Ao Expresso, o Auchan garante que “não tem verificado aumento de furtos em nenhuma das lojas” e que a instalação de alarmes não passa de uma “prática preventiva de há já vários anos”. Mas a verdade é que não há memória de ver alarmes em latas de atum, por exemplo, como acontece, desde há pouco tempo, em algumas lojas de rua desta marca. Contrariando as declarações oficiais, dois funcionários de um supermercado desta cadeia, no centro de Lisboa, explicaram o motivo do recente reforço de segurança: “Estamos a colocar alarmes nas latas de atum, nas garrafas de azeite e no bacalhau porque ultimamente têm sido muito roubados. Há quem os leve em mochilas para depois os vender a preço mais baixo no mercado negro.”
O crescimento de mercados paralelos, onde os produtos são vendidos mais baratos do que no comércio legal, é comum em períodos de crise, sobretudo em países atingidos por uma inflação galopante, como acontece historicamente em África e na América Latina. Em Portugal, como um pouco por toda a Europa, o início da guerra na Ucrânia provocou uma escalada de preços, em particular nos bens alimentares. No mês passado a taxa de inflação destes produtos chegou aos 16,9%, o valor mais elevado desde julho de 1990 (ver gráfico).
MAIS PEDIDOS DE AJUDA ALIMENTAR
“Há produtos essenciais que efetivamente começam a ter um preço inacessível para as famílias mais carenciadas. Neste momento há muito mais pessoas que já não estão a conseguir assegurar a sua alimentação básica. Admito que, em desespero, recorram a tudo, até a roubar para comer”, vinca Rita Valadas, presidente da Cáritas.
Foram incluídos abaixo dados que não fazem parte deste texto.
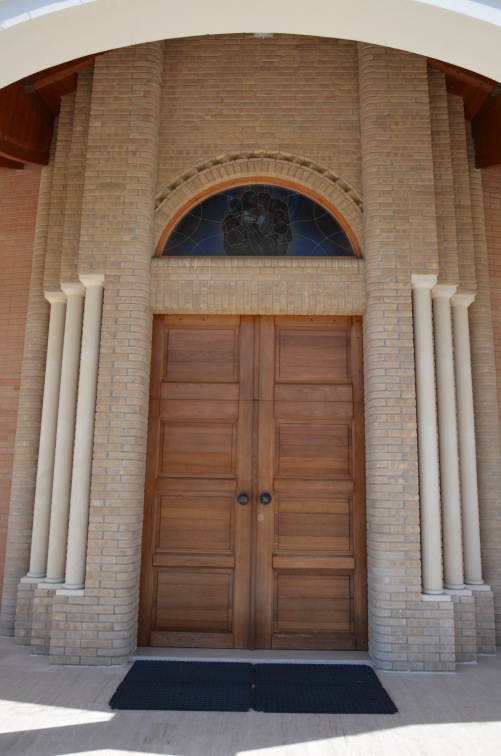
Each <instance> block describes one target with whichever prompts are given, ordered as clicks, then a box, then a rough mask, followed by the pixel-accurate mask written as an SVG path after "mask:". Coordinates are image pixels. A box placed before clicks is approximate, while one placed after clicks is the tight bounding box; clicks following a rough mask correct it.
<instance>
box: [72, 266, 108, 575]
mask: <svg viewBox="0 0 501 756" xmlns="http://www.w3.org/2000/svg"><path fill="white" fill-rule="evenodd" d="M80 280H81V281H82V283H83V284H84V286H85V288H86V295H85V311H84V321H83V329H82V352H81V358H80V378H79V383H78V402H77V417H76V426H75V453H74V458H73V475H72V485H71V499H70V520H69V528H68V554H67V560H66V585H65V588H73V589H77V588H83V587H84V583H85V562H86V555H87V535H88V525H89V503H90V482H91V469H92V449H93V445H94V419H95V414H96V389H97V371H98V362H99V342H100V337H101V314H102V307H103V286H104V276H97V275H96V276H80Z"/></svg>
Quase dois milhões de portugueses vivem com menos de €554 por mês e a população em risco de pobreza está a aumentar. Cerca de 500 mil pessoas dependem de apoio alimentar e o número de pedidos está a subir de forma acentuada, alerta a presidente da Federação Portuguesa dos Bancos Alimentares contra a Fome, Isabel Jonet. “Só o leite, por exemplo, aumentou 35%. A escalada de preços é brutal e as famílias mais pobres, que já viviam no limite, não têm nenhuma margem para suportar estes aumentos”, confirma.
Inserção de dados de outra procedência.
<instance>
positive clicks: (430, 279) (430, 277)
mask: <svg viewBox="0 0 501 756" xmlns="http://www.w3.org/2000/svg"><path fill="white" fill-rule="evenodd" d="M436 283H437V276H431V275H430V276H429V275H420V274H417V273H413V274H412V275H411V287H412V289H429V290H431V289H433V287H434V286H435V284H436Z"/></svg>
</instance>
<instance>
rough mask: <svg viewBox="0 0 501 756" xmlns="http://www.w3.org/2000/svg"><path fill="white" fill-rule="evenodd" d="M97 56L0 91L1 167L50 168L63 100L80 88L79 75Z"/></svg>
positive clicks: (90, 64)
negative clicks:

Perante o crescimento dos pedidos de ajuda, há o risco de a própria rede de emergência colapsar e de as instituições no terreno não chegarem a todos os que precisam. E mesmo os cabazes distribuídos não são suficientes para satisfazer as necessidades básicas de uma família, resultando sobretudo de doações de excedentes dos produtores agrícolas, da indústria alimentar e dos supermercados.
“Os nossos associados apoiam com distribuição de alimentos mais de mil IPSS, mas estas já não estão a conseguir dar resposta e chegam-nos cada vez mais pedidos de ajuda”, revela o presidente da Associação Portuguesa das Empresas de Distribuição.
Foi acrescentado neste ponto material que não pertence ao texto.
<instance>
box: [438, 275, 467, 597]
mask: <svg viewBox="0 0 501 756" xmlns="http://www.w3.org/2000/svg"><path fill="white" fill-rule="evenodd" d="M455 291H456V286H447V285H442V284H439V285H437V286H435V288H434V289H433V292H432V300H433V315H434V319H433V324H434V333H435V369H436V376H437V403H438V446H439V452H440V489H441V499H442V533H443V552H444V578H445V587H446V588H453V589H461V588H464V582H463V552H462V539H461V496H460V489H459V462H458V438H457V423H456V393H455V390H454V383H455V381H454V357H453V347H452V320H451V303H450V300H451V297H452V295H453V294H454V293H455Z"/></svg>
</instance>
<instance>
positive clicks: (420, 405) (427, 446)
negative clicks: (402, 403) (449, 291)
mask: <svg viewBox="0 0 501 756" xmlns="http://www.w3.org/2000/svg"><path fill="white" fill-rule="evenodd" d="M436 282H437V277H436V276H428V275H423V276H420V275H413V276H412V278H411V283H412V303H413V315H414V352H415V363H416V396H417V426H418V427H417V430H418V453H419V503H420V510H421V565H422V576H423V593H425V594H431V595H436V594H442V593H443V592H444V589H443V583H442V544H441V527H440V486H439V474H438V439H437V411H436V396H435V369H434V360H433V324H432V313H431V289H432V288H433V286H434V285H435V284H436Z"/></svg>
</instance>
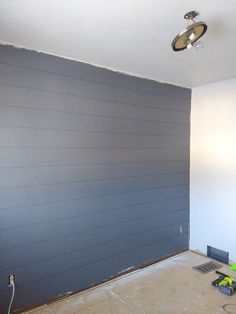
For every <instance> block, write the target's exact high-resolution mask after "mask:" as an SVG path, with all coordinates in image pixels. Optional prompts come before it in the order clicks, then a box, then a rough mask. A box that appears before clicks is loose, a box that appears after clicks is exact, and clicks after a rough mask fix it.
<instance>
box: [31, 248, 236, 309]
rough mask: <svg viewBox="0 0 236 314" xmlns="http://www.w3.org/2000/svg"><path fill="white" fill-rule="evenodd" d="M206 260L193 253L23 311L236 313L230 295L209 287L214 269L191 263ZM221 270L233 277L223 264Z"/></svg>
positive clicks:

Perante a dimensão do problema, Gonçalo Lobo Xavier defende que é urgente aumentar os apoios do Estado às famílias. Mas garante que as cadeias de supermercados — cujos lucros dispararam nos últimos meses — querem contribuir para a solução. “Estamos a pensar em mecanismos para ajudar as pessoas mais carenciadas”, informa.